QUÉBEC - L'ex-pdg de Norbourg, Vincent Lacroix, a contredit l'Autorité des marchés financiers (AMF) lundi et donné des arguments à 139 investisseurs qui réclament une indemnité de l'AMF pour avoir perdu leurs mises dans un fonds Norbourg.
Après avoir échoué dans leur tentative d'empêcher Vincent Lacroix de témoigner en cour à Québec, les représentants de l'AMF l'ont entendu affirmer qu'il avait une responsabilité dans les pertes essuyées par les 139 investisseurs qui demandent à la Cour supérieure d'ordonner qu'une indemnité leur soit versée.
Lacroix a reconnu une nouvelle fois avoir créé un réseau intégré de gestion de l'épargne de ses clients pour ensuite faire disparaître l'argent et leur faire miroiter des valeurs de placement qui s'avéraient fausses. L'arnaque lui a permis de soutirer 135 millions$ à ses clients pour ensuite lui valoir une peine d'emprisonnement de 12 ans.
La toile
«Norbourg, c'était un réseau intégré. La main droite ne pouvait pas ignorer ce que faisait la main gauche», a dit Vincent Lacroix devant le juge Bernard Godbout, sur un ton qui ne laissait transparaître aucun remords.
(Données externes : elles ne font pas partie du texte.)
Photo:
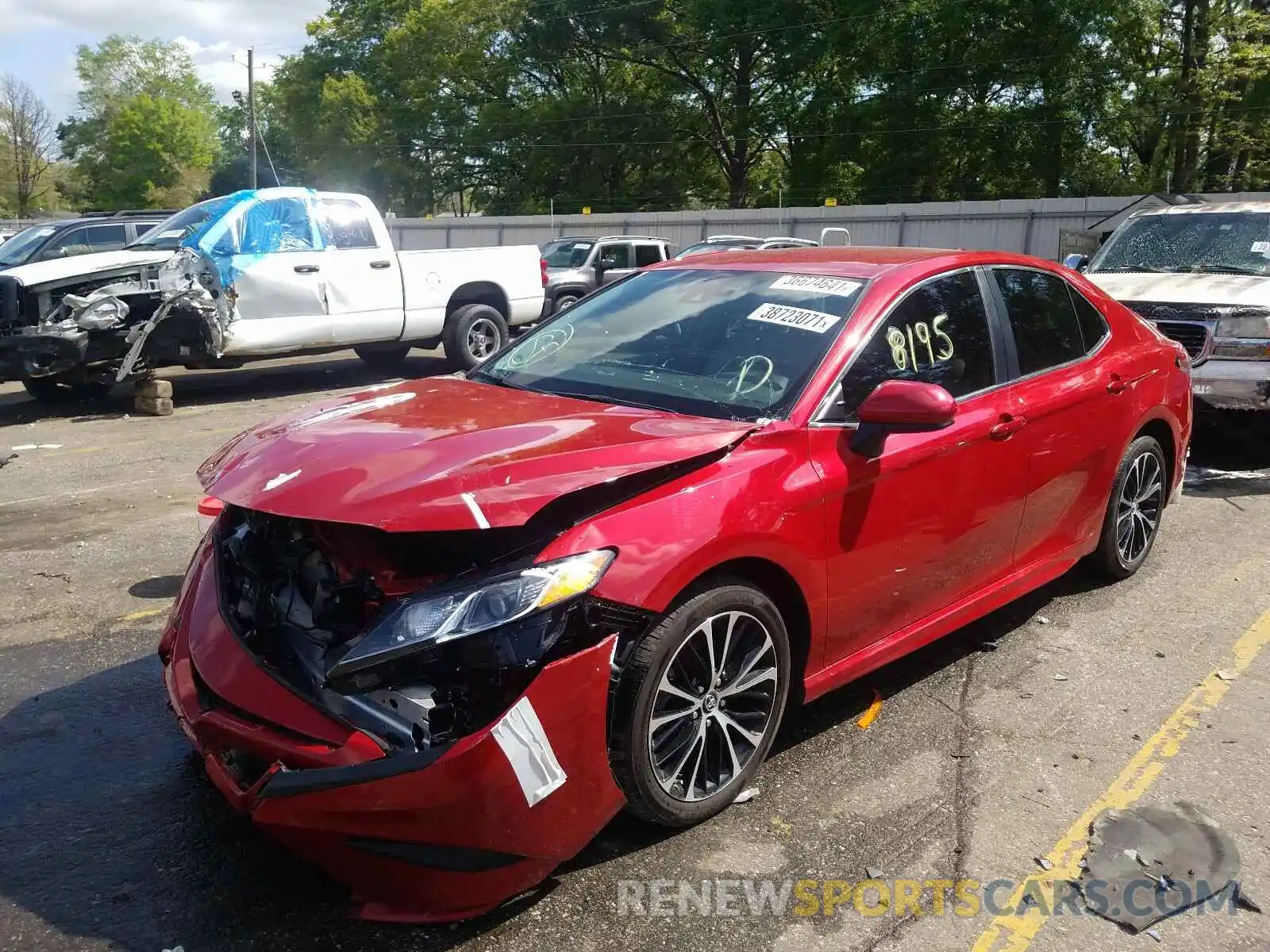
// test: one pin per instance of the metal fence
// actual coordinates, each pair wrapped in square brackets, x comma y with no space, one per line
[1029,226]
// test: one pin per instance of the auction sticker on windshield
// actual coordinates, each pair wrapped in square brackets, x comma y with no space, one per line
[799,317]
[812,282]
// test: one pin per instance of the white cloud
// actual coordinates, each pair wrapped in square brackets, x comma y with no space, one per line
[216,32]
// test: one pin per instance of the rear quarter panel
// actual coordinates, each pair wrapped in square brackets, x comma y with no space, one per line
[431,278]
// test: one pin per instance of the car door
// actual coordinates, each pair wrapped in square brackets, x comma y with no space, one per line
[364,276]
[1075,429]
[276,263]
[933,520]
[618,260]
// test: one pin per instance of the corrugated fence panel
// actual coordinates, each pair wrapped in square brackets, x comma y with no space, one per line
[1028,226]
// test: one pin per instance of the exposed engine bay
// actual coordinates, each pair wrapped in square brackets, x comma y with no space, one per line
[310,601]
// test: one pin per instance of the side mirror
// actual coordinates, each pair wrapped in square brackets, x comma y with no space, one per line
[901,406]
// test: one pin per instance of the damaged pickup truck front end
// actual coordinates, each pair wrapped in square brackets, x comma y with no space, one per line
[379,660]
[168,300]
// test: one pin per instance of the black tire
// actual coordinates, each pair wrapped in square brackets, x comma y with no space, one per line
[50,390]
[639,693]
[383,359]
[1143,465]
[467,324]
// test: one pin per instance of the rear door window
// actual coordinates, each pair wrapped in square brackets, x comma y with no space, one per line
[647,255]
[1043,319]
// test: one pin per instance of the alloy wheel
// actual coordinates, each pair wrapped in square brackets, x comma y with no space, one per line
[713,706]
[1138,508]
[483,338]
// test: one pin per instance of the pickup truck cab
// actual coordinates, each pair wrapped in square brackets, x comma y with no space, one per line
[578,266]
[258,274]
[1202,274]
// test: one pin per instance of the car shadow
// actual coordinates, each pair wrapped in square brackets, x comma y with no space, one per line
[258,381]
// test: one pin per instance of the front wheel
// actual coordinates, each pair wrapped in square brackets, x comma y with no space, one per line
[1133,514]
[698,704]
[473,336]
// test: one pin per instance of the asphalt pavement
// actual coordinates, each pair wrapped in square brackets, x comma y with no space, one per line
[982,755]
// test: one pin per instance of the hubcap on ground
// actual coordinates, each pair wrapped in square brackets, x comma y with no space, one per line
[1138,508]
[713,706]
[482,338]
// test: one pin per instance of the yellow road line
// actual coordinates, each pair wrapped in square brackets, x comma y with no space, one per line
[870,715]
[143,616]
[1014,933]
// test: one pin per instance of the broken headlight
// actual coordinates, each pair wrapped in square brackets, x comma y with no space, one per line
[436,617]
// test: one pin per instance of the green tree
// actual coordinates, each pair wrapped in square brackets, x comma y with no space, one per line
[144,133]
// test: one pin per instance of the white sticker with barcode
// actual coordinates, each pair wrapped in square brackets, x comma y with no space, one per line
[817,321]
[842,287]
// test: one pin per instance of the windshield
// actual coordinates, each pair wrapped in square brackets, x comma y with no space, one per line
[567,254]
[25,244]
[1237,243]
[167,236]
[733,344]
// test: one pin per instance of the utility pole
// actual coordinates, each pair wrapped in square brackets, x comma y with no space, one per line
[251,111]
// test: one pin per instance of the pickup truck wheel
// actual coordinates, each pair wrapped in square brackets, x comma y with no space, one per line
[383,359]
[473,334]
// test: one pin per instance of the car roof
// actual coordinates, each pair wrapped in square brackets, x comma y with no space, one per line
[851,262]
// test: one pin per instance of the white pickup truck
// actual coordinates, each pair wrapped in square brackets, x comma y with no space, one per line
[253,276]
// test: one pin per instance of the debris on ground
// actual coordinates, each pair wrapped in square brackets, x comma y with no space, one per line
[1180,850]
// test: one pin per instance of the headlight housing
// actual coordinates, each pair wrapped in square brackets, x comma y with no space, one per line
[1255,327]
[436,617]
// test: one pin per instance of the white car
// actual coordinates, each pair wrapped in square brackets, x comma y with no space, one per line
[1202,274]
[258,274]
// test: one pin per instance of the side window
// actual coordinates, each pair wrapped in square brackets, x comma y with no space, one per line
[348,225]
[616,255]
[937,334]
[647,255]
[1047,332]
[277,225]
[1094,325]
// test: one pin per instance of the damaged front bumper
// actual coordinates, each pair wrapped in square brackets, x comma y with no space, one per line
[432,835]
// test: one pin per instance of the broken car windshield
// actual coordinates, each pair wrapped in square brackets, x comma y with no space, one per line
[1235,243]
[733,344]
[168,235]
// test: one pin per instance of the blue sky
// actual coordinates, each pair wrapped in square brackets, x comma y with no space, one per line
[38,37]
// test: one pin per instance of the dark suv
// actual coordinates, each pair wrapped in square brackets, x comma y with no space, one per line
[108,232]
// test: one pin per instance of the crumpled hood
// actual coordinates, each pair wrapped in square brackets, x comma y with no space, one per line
[83,266]
[1185,289]
[448,454]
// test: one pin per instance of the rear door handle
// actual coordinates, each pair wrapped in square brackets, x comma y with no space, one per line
[1009,427]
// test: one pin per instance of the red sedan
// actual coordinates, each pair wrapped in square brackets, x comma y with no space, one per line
[444,630]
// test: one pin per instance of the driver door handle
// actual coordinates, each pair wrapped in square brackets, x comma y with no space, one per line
[1009,427]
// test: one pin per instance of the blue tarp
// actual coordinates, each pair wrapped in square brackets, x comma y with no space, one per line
[256,222]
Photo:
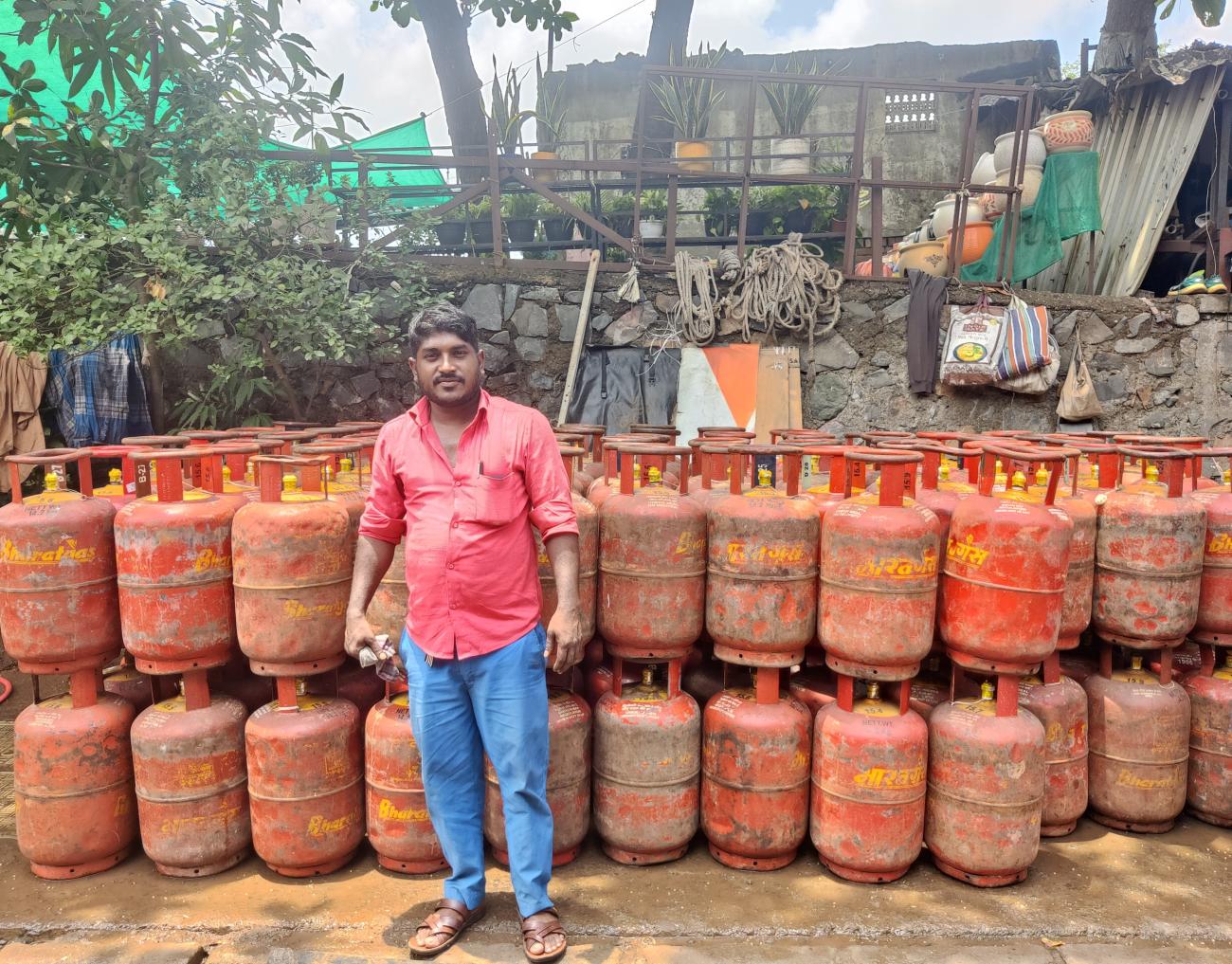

Lacroix était le premier témoin amené à la barre par les procureurs de 139 investisseurs qui soutiennent avoir été floués après avoir placé leurs économies, par le biais du cabinet de courtage SPA, dans un fonds de placement appelé Perfolio dans lequel Norbourg avait une participation de 30%. Vincent Lacroix était à la fois actionnaire unique, président, administrateur et secrétaire de SPA.
«Filet de sécurité»
Ces 139 personnes contestent en Cour la décision de l'Autorité des marchés financiers de ne pas les indemniser. L'AMF soutient que les requérants ne sont pas admissibles à l'indemnisation parce qu'ils ont placé leur argent par l'entremise d'un courtier et parce que Lacroix n'était pas un dirigeant de SPA.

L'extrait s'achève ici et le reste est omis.